“Peculiar” is what the coroner called Albert Ruppert Manigrove III’s death on a dark highway just outside Fort Knox, guardian of America’s gold and home to secret U.S. military operations. It's the early 1950s, and the Cold War has turned hot. Super powers Russia and the U.S. are pitted against each other in a struggle for control of the Korean Peninsula. While this bloody encounter rages on, a more fundamental contest is being played out in secret laboratories and testing sites around the globe. Its signature is the monstrous mushroom cloud—the Hydrogen Bomb, mankind’s deadliest weapon. Was Captain Manigrove’s death tied to the gold or was he a casualty of this secret war?
As an award-winning investigative journalist, editor and political columnist, Alan Eysen wrote for many years about real-world financial and political corruption. At Newsday, he served as a prominent member of the investigative team that won the 1970 Pulitzer Prize for exposing misconduct involving Long Island public officials. After more than thirty years in journalism, he became a political consultant and experienced the other side of the story. Today, Eysen resides in the lowcountry of South Carolina, where he continues to write and be inspired by the colorful characters and harrowing situations he experienced firsthand as a reporter. He can often be found crafting his strong fictional characters with the help of an equally strong dry gin martini.

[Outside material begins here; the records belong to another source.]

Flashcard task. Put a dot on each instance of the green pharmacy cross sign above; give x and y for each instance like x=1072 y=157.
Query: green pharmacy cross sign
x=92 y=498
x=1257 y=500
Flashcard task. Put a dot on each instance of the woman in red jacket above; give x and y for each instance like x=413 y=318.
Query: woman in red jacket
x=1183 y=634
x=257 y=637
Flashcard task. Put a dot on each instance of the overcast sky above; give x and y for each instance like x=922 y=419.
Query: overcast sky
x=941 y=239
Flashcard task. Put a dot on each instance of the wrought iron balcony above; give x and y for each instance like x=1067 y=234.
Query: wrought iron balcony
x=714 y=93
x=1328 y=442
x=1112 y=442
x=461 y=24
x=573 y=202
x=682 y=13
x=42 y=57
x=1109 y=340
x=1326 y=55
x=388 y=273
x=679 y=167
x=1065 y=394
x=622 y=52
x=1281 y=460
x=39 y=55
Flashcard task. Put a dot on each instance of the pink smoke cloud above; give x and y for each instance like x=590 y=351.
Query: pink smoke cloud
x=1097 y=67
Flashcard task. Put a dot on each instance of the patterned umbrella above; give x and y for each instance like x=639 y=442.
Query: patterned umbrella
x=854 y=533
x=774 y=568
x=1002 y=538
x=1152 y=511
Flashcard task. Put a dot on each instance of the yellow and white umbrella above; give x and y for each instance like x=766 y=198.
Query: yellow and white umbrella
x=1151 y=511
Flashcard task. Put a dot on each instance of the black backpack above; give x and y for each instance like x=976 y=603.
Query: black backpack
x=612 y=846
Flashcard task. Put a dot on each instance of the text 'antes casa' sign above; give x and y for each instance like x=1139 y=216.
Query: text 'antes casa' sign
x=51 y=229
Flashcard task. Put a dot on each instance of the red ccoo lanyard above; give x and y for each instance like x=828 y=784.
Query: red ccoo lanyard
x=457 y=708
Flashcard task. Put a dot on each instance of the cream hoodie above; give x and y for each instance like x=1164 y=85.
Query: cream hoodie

The following passage is from my novel, Secrets…Spies, Lies and Criminal Ties, Chapter 13, Page
95. Looks can be deceiving. The young man was a youth in appearance, but it was clear to the
FBI special agents that in some ways he was old, very old. He had suffered too much pain and
held too many secrets.
Book Excerpt
Secrets: Spies, Lies and Criminal Ties
Though Laurens and Conrad had seen a picture of him, they were surprised at just how young he looked. He appeared more like a tall, slender teenager than a 23-year-old Ph.D. from MIT. His army fatigues appeared far too large for his body. When he rose to greet them, he demonstrated the physical awkwardness of boys whose coordination has not yet caught up to their growing limbs. Yet his deep brown eyes seem filled with the depth of a much older man. Conrad had the sense that Wade had seen and felt too much pain for someone so young.